Research

NLP for Indian Languages

Natural Language Processing (NLP) has emerged as a groundbreaking field, venturing into the rich tapestry of Indian languages, unlocking a mosaic of linguistic diversity. With India’s linguistic landscape boasting over 22 officially recognized languages and a multitude of dialects, NLP endeavors to bridge the gap by decoding, understanding, and generating content in Hindi, Tamil, Bengali, Telugu, Marathi, and more. From sentiment analysis to machine translation and speech recognition, NLP pioneers strive to preserve and celebrate India’s linguistic heritage while propelling technology to resonate with the hearts and minds of millions, fostering inclusivity and accessibility across linguistic boundaries.


Langauge diversity in India

IndiSocialFT: Multilingual Word Representation for Indian languages in code-mixed environment

The increasing number of Indian language users on the internet necessitates the development of Indian language technologies. In response to this demand, our paper presents a generalized representation vector for diverse text characteristics, including native scripts, transliterated text, multilingual, code-mixed, and social media-related attributes. We gather text from both social media and well-formed sources and utilize the FastText model to create the "IndiSocialFT" embedding. Through intrinsic and extrinsic evaluation methods, we compare IndiSocialFT with three popular pre-trained embeddings trained over Indian languages. Our findings show that the proposed embedding surpasses the baselines in most cases and languages, demonstrating its suitability for various NLP applications.

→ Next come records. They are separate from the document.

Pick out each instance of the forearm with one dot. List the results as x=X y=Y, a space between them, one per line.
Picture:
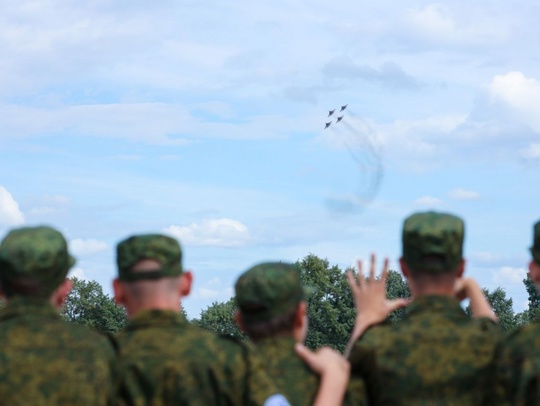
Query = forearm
x=332 y=387
x=360 y=327
x=480 y=306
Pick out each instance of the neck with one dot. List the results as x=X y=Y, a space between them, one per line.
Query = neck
x=162 y=304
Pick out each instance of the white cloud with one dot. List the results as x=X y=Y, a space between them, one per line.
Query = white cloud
x=205 y=293
x=86 y=247
x=486 y=257
x=127 y=157
x=521 y=94
x=10 y=214
x=531 y=152
x=508 y=275
x=463 y=194
x=212 y=232
x=428 y=201
x=437 y=22
x=78 y=273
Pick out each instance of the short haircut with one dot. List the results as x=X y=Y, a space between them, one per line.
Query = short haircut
x=279 y=325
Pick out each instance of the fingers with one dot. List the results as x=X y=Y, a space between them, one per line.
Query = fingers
x=352 y=281
x=397 y=304
x=306 y=355
x=372 y=268
x=360 y=272
x=385 y=272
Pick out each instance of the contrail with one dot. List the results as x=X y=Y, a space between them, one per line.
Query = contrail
x=360 y=141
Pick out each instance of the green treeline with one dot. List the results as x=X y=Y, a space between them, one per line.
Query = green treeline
x=331 y=310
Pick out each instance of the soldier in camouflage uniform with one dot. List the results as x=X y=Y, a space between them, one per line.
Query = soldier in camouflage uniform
x=272 y=311
x=43 y=359
x=165 y=359
x=518 y=358
x=436 y=354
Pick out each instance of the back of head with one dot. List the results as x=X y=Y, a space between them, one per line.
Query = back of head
x=33 y=262
x=268 y=296
x=132 y=251
x=433 y=243
x=535 y=249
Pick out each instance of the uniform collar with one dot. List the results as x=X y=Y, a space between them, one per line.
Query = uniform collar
x=155 y=318
x=435 y=304
x=286 y=341
x=28 y=306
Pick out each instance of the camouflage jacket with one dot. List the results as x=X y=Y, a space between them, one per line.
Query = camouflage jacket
x=47 y=361
x=436 y=355
x=518 y=367
x=166 y=360
x=293 y=378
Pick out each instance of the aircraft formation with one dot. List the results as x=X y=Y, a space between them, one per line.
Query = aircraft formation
x=339 y=118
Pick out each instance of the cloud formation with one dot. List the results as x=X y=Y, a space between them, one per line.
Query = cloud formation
x=428 y=201
x=521 y=94
x=509 y=275
x=221 y=232
x=87 y=247
x=10 y=214
x=463 y=194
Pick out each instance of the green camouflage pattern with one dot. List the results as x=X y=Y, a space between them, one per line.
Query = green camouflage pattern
x=35 y=253
x=165 y=250
x=436 y=355
x=518 y=367
x=295 y=379
x=166 y=360
x=433 y=233
x=268 y=290
x=535 y=249
x=47 y=361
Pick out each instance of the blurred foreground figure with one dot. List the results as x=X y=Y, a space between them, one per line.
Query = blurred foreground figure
x=272 y=311
x=436 y=354
x=519 y=356
x=43 y=359
x=166 y=360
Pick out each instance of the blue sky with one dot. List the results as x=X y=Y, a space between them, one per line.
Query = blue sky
x=205 y=120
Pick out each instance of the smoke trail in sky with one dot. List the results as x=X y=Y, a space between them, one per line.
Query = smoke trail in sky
x=360 y=141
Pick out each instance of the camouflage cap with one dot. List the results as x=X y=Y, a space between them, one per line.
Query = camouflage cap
x=163 y=249
x=431 y=233
x=35 y=253
x=268 y=290
x=535 y=249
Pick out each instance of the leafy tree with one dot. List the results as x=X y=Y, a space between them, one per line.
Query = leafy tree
x=219 y=318
x=87 y=304
x=503 y=308
x=533 y=311
x=397 y=288
x=331 y=311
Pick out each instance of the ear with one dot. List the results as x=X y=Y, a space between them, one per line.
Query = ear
x=62 y=292
x=186 y=279
x=119 y=292
x=404 y=268
x=461 y=268
x=238 y=320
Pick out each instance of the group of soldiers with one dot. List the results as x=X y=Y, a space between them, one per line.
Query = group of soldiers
x=435 y=355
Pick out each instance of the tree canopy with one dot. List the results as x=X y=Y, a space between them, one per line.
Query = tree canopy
x=87 y=304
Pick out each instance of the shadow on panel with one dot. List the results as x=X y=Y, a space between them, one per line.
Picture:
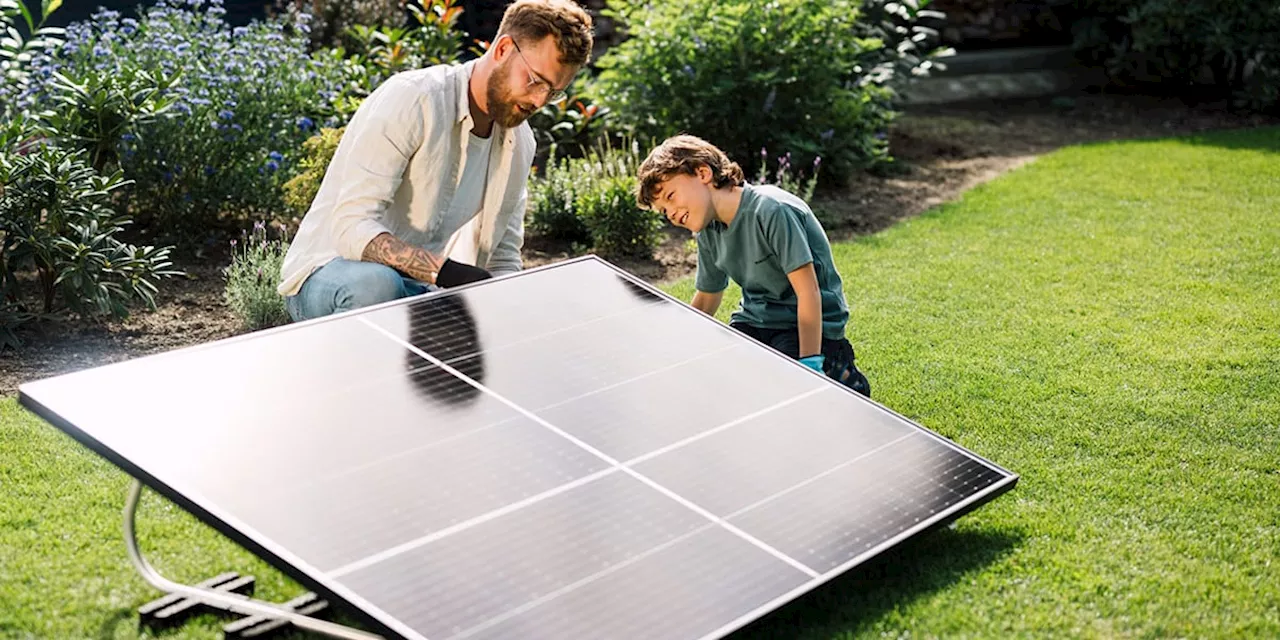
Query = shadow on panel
x=446 y=329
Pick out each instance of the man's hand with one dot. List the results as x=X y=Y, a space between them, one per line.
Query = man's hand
x=414 y=261
x=707 y=302
x=455 y=274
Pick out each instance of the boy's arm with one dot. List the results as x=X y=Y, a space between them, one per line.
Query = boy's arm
x=804 y=280
x=707 y=302
x=709 y=282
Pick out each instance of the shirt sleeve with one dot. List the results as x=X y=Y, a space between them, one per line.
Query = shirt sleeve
x=506 y=257
x=376 y=147
x=786 y=237
x=711 y=278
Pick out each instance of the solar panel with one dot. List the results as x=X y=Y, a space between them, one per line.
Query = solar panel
x=560 y=453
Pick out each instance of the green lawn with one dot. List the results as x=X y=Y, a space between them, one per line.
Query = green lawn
x=1104 y=321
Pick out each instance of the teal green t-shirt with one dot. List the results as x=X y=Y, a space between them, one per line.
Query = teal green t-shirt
x=772 y=234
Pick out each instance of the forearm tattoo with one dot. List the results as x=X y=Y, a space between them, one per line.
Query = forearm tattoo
x=414 y=261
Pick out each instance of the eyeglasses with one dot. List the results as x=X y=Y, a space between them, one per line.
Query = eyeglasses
x=540 y=86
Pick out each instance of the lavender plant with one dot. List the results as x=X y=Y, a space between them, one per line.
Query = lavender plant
x=252 y=278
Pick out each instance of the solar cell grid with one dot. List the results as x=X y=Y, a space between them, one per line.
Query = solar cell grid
x=526 y=457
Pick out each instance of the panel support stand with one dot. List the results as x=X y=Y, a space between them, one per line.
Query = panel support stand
x=227 y=593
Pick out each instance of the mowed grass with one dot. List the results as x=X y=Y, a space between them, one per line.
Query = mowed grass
x=1104 y=321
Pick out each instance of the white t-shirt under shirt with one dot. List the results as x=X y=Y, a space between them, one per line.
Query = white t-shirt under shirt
x=469 y=196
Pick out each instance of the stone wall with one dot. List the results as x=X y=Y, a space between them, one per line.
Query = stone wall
x=996 y=23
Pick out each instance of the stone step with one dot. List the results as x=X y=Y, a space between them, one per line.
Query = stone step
x=999 y=73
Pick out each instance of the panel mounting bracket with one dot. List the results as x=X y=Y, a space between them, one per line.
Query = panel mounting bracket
x=225 y=595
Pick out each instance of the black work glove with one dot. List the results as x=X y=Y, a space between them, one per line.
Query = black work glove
x=453 y=274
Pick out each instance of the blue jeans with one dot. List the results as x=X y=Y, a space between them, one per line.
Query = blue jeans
x=346 y=284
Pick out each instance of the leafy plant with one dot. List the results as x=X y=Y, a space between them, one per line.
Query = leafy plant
x=378 y=51
x=56 y=220
x=96 y=110
x=252 y=278
x=909 y=46
x=571 y=126
x=247 y=99
x=316 y=154
x=332 y=18
x=1185 y=45
x=592 y=200
x=748 y=73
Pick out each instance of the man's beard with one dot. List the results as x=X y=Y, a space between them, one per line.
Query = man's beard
x=502 y=106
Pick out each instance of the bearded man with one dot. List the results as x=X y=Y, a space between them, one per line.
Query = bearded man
x=429 y=184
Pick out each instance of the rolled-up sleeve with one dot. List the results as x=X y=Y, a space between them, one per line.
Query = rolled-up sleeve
x=375 y=149
x=506 y=257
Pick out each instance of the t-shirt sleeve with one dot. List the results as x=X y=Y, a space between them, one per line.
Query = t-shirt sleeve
x=711 y=278
x=786 y=237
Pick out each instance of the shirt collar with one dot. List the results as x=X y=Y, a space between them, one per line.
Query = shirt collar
x=462 y=80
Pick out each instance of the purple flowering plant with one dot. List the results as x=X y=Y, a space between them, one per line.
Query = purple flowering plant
x=236 y=119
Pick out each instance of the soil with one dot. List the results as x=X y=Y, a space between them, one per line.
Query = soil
x=941 y=151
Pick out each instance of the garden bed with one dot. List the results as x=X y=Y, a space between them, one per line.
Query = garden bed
x=944 y=149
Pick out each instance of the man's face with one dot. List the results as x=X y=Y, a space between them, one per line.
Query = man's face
x=528 y=76
x=685 y=200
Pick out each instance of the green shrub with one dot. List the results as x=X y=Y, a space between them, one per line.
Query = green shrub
x=316 y=154
x=56 y=220
x=752 y=73
x=792 y=179
x=590 y=200
x=553 y=204
x=252 y=278
x=247 y=99
x=1187 y=45
x=374 y=53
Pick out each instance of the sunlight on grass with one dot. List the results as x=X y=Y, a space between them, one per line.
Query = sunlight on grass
x=1102 y=321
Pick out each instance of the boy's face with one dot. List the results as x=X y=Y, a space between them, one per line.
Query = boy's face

IndiSentiment140: Sentiment Analysis Dataset for Indian Languages with Emphasis on Low-Resource Languages using Machine Translation

Sentiment analysis(SA), a fundamental aspect of Natural Language Processing (NLP), involves classifying emotions, opinions, and attitudes in text data. In the context of India, with its vast linguistic diversity and low-resource languages, the challenge is to support SA in numerous Indian languages. This study explores the use of machine translation to bridge this gap. The investigation examines the feasibility of machine translation for creating SA datasets in 22 Indian languages. Google Translate, with its extensive language support, is employed for this purpose in translating the Sentiment140 dataset. The study aims to provide insights into the practicality of using machine translation in the context of India's linguistic diversity for SA datasets. Our findings indicate that a dataset generated using Google Translate has the potential to serve as a foundational framework for tackling the low-resource challenges commonly encountered in sentiment analysis for Indian languages.